Kwaliteit van het meel
De meelkwaliteit is afhankelijk van drie factoren;

  1. Kwaliteit van het graan. Het graan mag niet te vochtig zijn; maximaal 16 procent. Bij een hogere vochtigheid is het  graan moeilijk te bewaren en erg bevattelijk voor aantasting door schimmels. Is het graan te droog dan verstuift er veel (stuifmeel) en wordt de zemel in veel te kleine stukjes vermalen. Het graan moet vrij zijn van schimmels (DON) en moederkoren en verder moet het eiwitgehalte en glutenkwaliteit binnen de norm vallen.
  2. De kwaliteit van de maalstenen. Globaal kunnen we stellen dat er drie soorten maalstenen gebruikt worden: blauwe (Duitse) stenen, kunststenen en Franse stenen. De meest gebruikte zijn de blauwe en kunststenen. In principe kun je met alle types stenen ook alle soorten graan malen. Het komt er op aan hoe het scherpsel (de kerven) is vormgegeven en hoe de staat is van het scherpsel. Belangrijk is dat het scherpsel zodanig is aangebracht, dat er consumptiemeel mee gemalen kan worden.

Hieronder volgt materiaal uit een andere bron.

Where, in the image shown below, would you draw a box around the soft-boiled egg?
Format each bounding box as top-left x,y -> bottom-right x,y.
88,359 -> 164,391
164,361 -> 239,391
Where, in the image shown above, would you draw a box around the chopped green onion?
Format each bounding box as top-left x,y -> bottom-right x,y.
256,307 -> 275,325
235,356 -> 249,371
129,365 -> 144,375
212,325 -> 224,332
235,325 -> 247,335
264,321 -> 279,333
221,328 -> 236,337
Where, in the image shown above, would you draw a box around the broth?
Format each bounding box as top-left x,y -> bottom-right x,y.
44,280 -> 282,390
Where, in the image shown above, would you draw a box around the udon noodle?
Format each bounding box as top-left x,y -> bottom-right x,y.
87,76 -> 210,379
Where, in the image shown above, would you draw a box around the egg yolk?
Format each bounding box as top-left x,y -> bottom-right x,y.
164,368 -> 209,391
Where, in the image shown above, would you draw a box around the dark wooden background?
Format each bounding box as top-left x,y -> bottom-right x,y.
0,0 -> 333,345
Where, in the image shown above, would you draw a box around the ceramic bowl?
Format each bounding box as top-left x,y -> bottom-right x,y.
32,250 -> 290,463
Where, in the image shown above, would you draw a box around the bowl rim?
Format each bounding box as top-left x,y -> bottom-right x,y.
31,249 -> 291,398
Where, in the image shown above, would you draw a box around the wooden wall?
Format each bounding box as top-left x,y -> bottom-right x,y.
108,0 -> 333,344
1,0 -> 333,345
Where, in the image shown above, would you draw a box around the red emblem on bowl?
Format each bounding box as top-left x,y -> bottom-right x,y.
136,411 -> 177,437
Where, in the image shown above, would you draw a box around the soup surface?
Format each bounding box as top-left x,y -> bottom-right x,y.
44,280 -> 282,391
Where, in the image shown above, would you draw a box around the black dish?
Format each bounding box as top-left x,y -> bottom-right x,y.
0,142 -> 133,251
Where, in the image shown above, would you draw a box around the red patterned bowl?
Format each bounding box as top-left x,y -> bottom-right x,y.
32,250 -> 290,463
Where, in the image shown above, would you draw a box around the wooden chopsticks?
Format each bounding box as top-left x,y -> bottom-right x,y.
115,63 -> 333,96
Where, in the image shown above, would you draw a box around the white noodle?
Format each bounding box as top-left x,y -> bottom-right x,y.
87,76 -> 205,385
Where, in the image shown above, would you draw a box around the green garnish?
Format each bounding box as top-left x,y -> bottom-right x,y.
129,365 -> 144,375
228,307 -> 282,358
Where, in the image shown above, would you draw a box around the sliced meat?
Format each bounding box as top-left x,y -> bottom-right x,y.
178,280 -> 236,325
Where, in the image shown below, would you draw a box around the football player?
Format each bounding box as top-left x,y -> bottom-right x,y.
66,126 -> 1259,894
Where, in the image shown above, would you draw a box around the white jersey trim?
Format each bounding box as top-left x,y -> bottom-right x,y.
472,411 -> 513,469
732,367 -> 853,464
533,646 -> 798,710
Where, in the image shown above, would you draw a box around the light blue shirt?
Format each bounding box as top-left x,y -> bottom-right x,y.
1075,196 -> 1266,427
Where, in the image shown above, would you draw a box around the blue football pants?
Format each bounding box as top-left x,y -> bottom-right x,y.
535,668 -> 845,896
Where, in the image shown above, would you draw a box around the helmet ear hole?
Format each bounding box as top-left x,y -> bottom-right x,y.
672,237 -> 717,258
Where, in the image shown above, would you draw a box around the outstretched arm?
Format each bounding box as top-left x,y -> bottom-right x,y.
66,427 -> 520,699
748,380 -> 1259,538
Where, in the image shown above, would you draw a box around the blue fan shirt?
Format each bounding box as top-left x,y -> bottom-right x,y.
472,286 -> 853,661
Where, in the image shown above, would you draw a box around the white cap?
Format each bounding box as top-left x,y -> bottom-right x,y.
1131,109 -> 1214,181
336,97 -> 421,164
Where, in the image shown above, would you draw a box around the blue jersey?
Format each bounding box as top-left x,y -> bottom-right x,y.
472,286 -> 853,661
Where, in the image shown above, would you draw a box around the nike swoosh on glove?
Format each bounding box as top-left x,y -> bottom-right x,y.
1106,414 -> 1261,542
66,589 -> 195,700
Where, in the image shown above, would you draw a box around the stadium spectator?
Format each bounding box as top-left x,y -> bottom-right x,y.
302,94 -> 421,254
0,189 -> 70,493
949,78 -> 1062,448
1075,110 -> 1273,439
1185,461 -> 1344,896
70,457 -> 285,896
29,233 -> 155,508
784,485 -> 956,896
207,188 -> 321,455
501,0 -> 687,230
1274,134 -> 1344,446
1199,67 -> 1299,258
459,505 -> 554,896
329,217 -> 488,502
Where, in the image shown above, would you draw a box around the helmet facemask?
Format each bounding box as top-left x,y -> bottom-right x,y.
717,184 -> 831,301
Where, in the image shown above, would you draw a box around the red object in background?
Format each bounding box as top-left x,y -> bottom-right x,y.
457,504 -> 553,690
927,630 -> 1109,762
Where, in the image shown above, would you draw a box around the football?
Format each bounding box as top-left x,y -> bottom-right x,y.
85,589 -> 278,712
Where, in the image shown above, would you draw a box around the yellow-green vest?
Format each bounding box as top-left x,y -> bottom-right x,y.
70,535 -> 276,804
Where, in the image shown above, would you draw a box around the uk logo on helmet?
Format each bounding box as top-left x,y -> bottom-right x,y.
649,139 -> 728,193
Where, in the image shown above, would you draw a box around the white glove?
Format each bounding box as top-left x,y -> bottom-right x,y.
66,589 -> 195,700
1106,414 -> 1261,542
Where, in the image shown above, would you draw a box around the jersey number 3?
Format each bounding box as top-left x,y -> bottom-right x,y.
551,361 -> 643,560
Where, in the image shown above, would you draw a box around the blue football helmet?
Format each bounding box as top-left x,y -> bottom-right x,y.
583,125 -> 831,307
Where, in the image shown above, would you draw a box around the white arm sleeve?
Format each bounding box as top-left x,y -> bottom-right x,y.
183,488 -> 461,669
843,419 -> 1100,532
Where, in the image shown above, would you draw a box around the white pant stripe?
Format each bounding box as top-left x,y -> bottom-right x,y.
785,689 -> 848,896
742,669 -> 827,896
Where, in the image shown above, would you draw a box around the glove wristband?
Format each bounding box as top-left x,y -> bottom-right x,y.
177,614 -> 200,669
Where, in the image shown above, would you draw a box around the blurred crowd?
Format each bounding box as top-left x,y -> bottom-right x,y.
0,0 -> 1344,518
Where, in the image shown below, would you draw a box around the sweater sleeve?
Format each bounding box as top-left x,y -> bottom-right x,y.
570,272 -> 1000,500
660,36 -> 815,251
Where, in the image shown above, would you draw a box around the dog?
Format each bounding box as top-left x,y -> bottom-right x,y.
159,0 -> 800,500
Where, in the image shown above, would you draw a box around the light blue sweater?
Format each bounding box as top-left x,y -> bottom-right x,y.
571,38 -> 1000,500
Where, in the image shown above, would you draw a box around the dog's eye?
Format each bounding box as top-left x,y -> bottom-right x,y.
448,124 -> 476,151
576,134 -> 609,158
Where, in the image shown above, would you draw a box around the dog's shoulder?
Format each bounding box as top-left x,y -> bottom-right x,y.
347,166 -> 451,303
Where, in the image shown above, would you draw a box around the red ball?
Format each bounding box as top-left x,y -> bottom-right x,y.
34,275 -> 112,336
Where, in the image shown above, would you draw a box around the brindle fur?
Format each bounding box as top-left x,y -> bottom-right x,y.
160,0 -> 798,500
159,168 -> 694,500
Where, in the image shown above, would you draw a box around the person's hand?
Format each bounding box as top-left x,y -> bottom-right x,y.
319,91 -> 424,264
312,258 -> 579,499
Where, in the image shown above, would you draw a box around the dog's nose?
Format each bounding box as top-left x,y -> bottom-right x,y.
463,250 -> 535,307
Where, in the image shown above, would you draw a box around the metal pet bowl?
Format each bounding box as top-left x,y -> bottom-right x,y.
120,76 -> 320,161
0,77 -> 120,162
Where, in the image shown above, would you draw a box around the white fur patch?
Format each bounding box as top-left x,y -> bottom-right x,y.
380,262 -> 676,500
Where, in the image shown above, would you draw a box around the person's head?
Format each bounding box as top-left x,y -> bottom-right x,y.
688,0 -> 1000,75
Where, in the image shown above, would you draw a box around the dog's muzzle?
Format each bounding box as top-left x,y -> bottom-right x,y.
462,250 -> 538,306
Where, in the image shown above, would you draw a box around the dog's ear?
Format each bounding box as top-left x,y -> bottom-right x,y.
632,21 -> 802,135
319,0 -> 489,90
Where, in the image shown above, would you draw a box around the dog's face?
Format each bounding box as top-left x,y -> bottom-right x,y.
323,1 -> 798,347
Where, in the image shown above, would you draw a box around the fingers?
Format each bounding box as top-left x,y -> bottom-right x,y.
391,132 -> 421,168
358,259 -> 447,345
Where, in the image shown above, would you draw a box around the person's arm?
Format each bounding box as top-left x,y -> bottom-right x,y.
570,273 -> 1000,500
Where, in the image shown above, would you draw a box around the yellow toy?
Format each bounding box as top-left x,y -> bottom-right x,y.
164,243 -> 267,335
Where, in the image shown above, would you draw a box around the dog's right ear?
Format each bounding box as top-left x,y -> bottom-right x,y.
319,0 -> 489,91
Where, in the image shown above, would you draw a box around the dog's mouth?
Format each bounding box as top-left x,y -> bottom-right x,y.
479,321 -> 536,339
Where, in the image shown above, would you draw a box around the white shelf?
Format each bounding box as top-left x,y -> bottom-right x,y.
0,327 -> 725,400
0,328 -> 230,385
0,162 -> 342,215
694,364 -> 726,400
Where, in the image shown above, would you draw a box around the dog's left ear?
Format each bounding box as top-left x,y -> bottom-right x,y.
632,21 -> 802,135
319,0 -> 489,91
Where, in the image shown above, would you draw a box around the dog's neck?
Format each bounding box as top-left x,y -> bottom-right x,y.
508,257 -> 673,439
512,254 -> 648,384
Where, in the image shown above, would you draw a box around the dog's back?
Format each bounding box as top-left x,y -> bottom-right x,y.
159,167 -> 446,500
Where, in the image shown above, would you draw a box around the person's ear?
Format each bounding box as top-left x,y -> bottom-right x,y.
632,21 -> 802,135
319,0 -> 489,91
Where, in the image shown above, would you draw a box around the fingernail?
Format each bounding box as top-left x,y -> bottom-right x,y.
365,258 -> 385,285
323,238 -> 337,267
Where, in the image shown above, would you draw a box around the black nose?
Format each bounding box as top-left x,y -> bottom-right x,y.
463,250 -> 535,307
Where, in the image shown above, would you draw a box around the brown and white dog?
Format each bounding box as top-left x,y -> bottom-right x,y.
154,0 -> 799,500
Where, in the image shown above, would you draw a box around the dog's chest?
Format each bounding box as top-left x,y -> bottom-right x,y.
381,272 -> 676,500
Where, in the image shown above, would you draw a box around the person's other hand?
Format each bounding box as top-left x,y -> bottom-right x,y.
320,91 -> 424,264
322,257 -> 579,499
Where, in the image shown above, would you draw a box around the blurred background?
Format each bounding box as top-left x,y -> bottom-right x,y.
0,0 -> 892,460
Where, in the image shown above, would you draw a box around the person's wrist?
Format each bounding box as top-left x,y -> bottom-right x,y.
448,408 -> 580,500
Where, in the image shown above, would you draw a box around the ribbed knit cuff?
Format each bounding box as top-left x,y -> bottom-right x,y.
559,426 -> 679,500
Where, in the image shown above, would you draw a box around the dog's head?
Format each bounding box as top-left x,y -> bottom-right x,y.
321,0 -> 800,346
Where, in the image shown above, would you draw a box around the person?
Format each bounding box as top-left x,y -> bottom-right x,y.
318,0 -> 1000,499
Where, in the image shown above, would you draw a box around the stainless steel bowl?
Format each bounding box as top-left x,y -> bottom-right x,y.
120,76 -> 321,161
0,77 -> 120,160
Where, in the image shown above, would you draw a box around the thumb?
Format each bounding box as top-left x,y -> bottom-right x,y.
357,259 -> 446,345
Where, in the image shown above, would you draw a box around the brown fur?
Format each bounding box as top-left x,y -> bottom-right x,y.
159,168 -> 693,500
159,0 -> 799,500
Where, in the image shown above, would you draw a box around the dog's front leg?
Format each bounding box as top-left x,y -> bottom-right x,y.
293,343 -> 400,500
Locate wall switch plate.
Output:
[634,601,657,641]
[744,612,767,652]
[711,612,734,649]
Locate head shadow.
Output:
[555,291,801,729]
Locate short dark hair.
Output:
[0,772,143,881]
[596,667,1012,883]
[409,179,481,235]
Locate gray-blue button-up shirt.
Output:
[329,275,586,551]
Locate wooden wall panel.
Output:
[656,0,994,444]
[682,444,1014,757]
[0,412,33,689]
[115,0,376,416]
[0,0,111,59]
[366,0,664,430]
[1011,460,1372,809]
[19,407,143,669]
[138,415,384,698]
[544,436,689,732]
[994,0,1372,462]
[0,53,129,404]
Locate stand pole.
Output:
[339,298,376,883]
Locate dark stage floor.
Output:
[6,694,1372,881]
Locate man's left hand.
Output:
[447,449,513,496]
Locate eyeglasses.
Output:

  3. Het vakmanschap van de molenaar. Het malen vraagt voortdurend aandacht van de molenaar, zeker als de wind onregelmatig is. Het is een kwestie van gevoel er voor hebben en dat krijg je alleen door vaak en met aandacht te malen. Een opleiding tot molenaar bestaat niet echt, maar het AKG organiseert  cursussen  voor aankomend molenaars en heeft binnen de organisatie een systeem  zoals de gilden dat hadden in de middeleeuwen: leerling, gezel en meester-molenaar. 

Vochtpercentage
De nulmeting van de partij graan leverde de volgens gegevens op:
Eenkoorn                    13,0%
Rode Emmertarwe     11,8%
Om het graan goed te kunnen bewaren moet het vochtpercentage niet hoger zijn dan 12%. Om echter goed te kunnen malen is een wat hoger vochtpercentage tot 15% wenselijk. Jan Steverink adviseert om de partij Emmer met een vochtpercentage van 11,8% te verhogen naar circa 15% door hier 48 uur voor het malen circa 4% water aan toe te voegen, te laten intrekken, en deze tussendoor goed te mengen.